John Z. Wang, formerly Zhang Wang, graduated from the Architectural Department of Tsinghua University, Beijing in 1963. He worked as an architectural designer/architect in China for years. After John earned his second master’s degree at the Royal Academy of Fine Art in Copenhagen, Denmark in 1986, he moved to the United State, continuing his professional career. John successively joined architectural design offices in Washington DC, Toronto/Shanghai and Hong Kong until 2000, when he established The Archistudio in Silver Spring, Maryland, USA, dedicating to illustration serving clients among architects, landscape architects, interior designers, building developers and institutions. In recent years, John’s fine art work has become his major undertaking.
As an illustrator, John was a Winner of Best in Category from 36th Ken Roberts Delineation Competition in 2010. In 2017, John's painting Pennsylvania Avenue brought his eleventh Award of Excellence from the AIP annual competition sponsored by the American Society of Architectural Illustrators, which is also the fourth awarded piece among his acrylic series Washington Chronicle in four consecutive years. He was a First Prize recipient of 1980 Beijing Architectural Rendering Competition. A number of John’s renderings and fine art works have been published or exhibited.

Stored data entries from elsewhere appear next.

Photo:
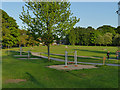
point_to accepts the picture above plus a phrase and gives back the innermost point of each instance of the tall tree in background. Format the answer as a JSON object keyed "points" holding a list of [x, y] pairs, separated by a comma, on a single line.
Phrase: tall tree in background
{"points": [[116, 40], [10, 30], [48, 19]]}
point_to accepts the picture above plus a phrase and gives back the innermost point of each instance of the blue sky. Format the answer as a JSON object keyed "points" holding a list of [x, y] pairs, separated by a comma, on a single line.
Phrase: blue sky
{"points": [[93, 14]]}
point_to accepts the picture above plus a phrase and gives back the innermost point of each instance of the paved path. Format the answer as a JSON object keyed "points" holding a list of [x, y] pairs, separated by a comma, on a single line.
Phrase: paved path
{"points": [[37, 54]]}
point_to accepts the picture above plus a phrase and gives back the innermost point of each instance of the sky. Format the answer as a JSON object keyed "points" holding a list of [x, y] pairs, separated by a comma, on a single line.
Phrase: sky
{"points": [[93, 14]]}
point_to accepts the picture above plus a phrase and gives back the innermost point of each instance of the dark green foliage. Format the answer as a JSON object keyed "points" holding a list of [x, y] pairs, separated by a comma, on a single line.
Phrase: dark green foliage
{"points": [[48, 19], [10, 30], [89, 36]]}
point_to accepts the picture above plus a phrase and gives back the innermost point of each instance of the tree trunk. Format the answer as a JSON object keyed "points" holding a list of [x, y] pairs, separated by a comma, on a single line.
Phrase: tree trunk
{"points": [[48, 52]]}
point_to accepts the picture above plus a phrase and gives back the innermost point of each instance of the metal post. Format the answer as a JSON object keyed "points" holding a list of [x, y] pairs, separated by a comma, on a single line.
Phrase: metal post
{"points": [[66, 58], [104, 60], [75, 58], [8, 50], [28, 54], [20, 50]]}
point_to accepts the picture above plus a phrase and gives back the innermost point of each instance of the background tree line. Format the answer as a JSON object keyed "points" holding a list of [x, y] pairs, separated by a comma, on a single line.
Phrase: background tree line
{"points": [[104, 35], [14, 37]]}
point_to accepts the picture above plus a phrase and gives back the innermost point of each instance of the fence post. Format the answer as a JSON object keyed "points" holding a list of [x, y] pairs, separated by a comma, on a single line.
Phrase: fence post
{"points": [[75, 58], [66, 58]]}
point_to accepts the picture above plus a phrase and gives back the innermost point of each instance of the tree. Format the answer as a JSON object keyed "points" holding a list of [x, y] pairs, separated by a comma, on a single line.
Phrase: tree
{"points": [[118, 30], [106, 28], [107, 38], [116, 40], [48, 19], [10, 30]]}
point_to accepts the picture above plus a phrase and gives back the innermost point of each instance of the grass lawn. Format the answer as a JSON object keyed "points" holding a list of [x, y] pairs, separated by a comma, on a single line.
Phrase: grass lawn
{"points": [[39, 76], [91, 51]]}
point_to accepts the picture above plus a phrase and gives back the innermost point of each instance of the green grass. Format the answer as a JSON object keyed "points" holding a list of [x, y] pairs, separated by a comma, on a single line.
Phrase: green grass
{"points": [[91, 51], [39, 76]]}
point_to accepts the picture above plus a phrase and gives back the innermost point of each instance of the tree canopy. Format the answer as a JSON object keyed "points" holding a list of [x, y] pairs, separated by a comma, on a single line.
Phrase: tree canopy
{"points": [[48, 19]]}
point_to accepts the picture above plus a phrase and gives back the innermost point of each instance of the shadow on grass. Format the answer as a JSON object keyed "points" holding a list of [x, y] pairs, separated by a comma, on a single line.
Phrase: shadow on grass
{"points": [[33, 79]]}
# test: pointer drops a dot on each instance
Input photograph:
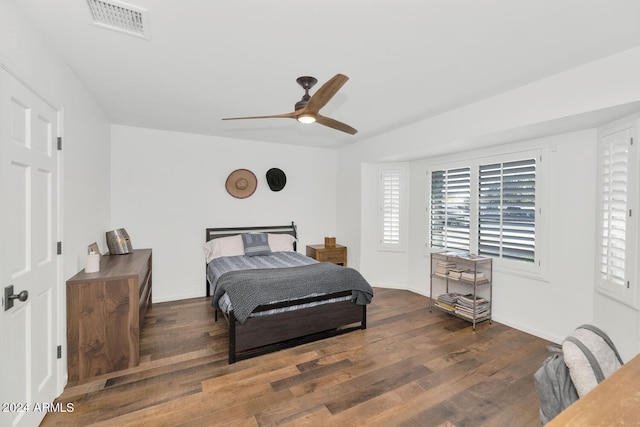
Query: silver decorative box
(118, 242)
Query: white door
(28, 253)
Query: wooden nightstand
(336, 254)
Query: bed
(272, 297)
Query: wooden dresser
(336, 254)
(105, 313)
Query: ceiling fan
(307, 109)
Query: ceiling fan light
(306, 118)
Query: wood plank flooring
(409, 367)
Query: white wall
(582, 98)
(85, 131)
(167, 187)
(85, 184)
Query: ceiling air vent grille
(119, 16)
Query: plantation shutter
(614, 184)
(450, 208)
(390, 206)
(506, 205)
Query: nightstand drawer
(335, 256)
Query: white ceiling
(406, 60)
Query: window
(450, 208)
(490, 208)
(507, 210)
(616, 169)
(390, 228)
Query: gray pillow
(256, 244)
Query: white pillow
(580, 369)
(223, 246)
(281, 242)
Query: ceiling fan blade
(327, 121)
(291, 115)
(325, 93)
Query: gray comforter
(247, 289)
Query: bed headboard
(212, 233)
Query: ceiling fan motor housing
(306, 82)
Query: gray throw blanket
(247, 289)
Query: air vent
(119, 16)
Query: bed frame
(266, 334)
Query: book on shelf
(470, 316)
(445, 306)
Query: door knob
(9, 296)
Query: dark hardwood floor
(409, 367)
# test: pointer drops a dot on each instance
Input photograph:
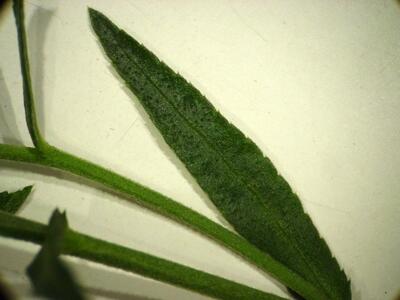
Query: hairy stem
(86, 247)
(134, 192)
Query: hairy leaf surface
(243, 184)
(11, 202)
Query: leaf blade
(133, 261)
(12, 202)
(227, 165)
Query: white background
(315, 84)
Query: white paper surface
(315, 84)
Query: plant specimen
(274, 233)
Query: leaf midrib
(232, 171)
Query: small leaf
(11, 202)
(242, 183)
(49, 275)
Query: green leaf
(130, 260)
(243, 184)
(49, 275)
(11, 202)
(30, 114)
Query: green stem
(134, 192)
(86, 247)
(30, 113)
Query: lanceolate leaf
(130, 260)
(242, 183)
(49, 276)
(11, 202)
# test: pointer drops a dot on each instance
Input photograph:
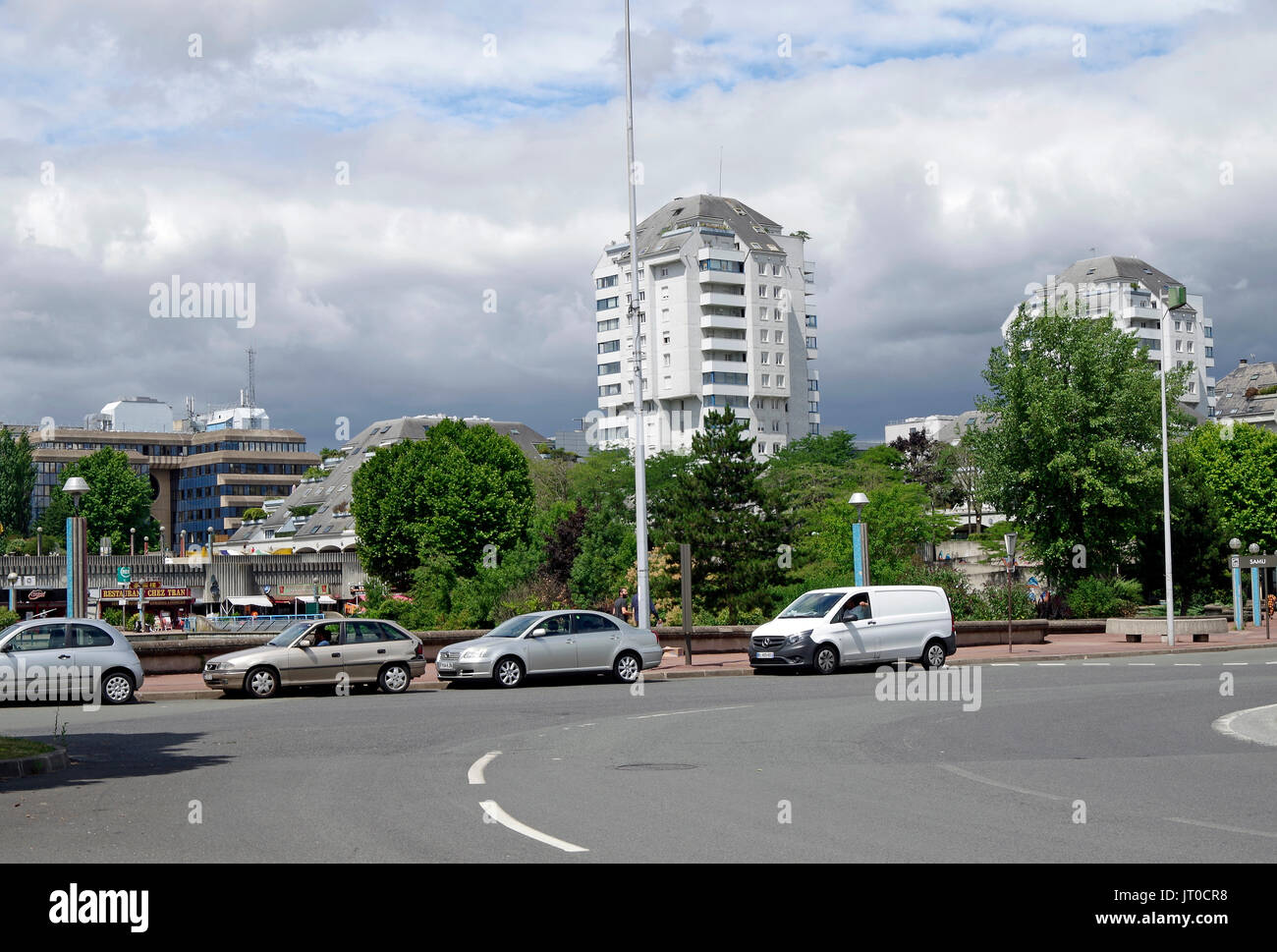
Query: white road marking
(975, 777)
(1226, 829)
(475, 773)
(696, 710)
(493, 809)
(1224, 726)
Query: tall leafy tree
(118, 500)
(17, 482)
(1073, 450)
(447, 496)
(733, 521)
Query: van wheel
(824, 659)
(933, 655)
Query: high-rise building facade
(726, 317)
(1139, 298)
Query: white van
(824, 629)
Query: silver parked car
(68, 659)
(552, 643)
(322, 651)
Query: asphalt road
(786, 768)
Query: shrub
(1096, 597)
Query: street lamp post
(1254, 585)
(1009, 539)
(860, 539)
(1235, 544)
(77, 552)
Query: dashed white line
(475, 773)
(1220, 825)
(493, 809)
(696, 710)
(975, 777)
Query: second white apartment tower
(726, 318)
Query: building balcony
(736, 347)
(726, 322)
(723, 300)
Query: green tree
(451, 495)
(17, 482)
(733, 521)
(1240, 466)
(118, 500)
(1073, 449)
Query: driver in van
(860, 607)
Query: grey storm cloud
(940, 164)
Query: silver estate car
(322, 651)
(552, 643)
(68, 659)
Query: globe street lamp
(77, 552)
(1009, 540)
(1235, 544)
(860, 539)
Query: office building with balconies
(1138, 298)
(726, 317)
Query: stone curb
(34, 764)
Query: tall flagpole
(638, 429)
(1166, 476)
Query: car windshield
(285, 638)
(813, 604)
(512, 628)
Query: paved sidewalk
(735, 663)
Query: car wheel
(118, 688)
(262, 683)
(395, 679)
(824, 659)
(627, 667)
(933, 655)
(509, 672)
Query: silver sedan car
(323, 651)
(552, 643)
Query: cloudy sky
(375, 169)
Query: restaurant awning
(260, 600)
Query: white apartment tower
(1139, 298)
(726, 318)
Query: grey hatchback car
(322, 651)
(81, 659)
(552, 643)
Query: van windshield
(813, 604)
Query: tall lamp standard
(1235, 544)
(1254, 585)
(860, 539)
(1009, 539)
(77, 552)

While John’s work is rooted in traditional art, he has never stopped his drive for freshly expressing distinctive characters of each new project. He is experienced in exploiting media potentials. He embraces unlimited pigments in general while applies an exclusive palette for each individual work. Along with acrylics and watercolors, John's digitized colored pencil imagery has gained recognition. He knows how to handle subjects involving complex particulars, intricate spaces and various incidents in a realistic yet personalized style. John's architectural background has endowed him with skills to shape unique forms and present them from unconventional view angles for energizing visual impact. He is sensitive to composing and painting his works with music-like rhythms and melodies. He pays attention to details which matter to the ensemble. John’s surrealistic side was derived from, and is still being nourished by this very core. Among John's awarded works, six pieces accentuate reversed perspective concept he introduced. John is prone to encourage dialogues between opposite concepts or elements: 2D versus 3D; monochrome versus colorfulness, solid mass versus void volume, as well as perspective versus anti-perspective. He has no hesitation in dealing with their interplay for orchestrating dictintive visual trios, concertos, or jazzes.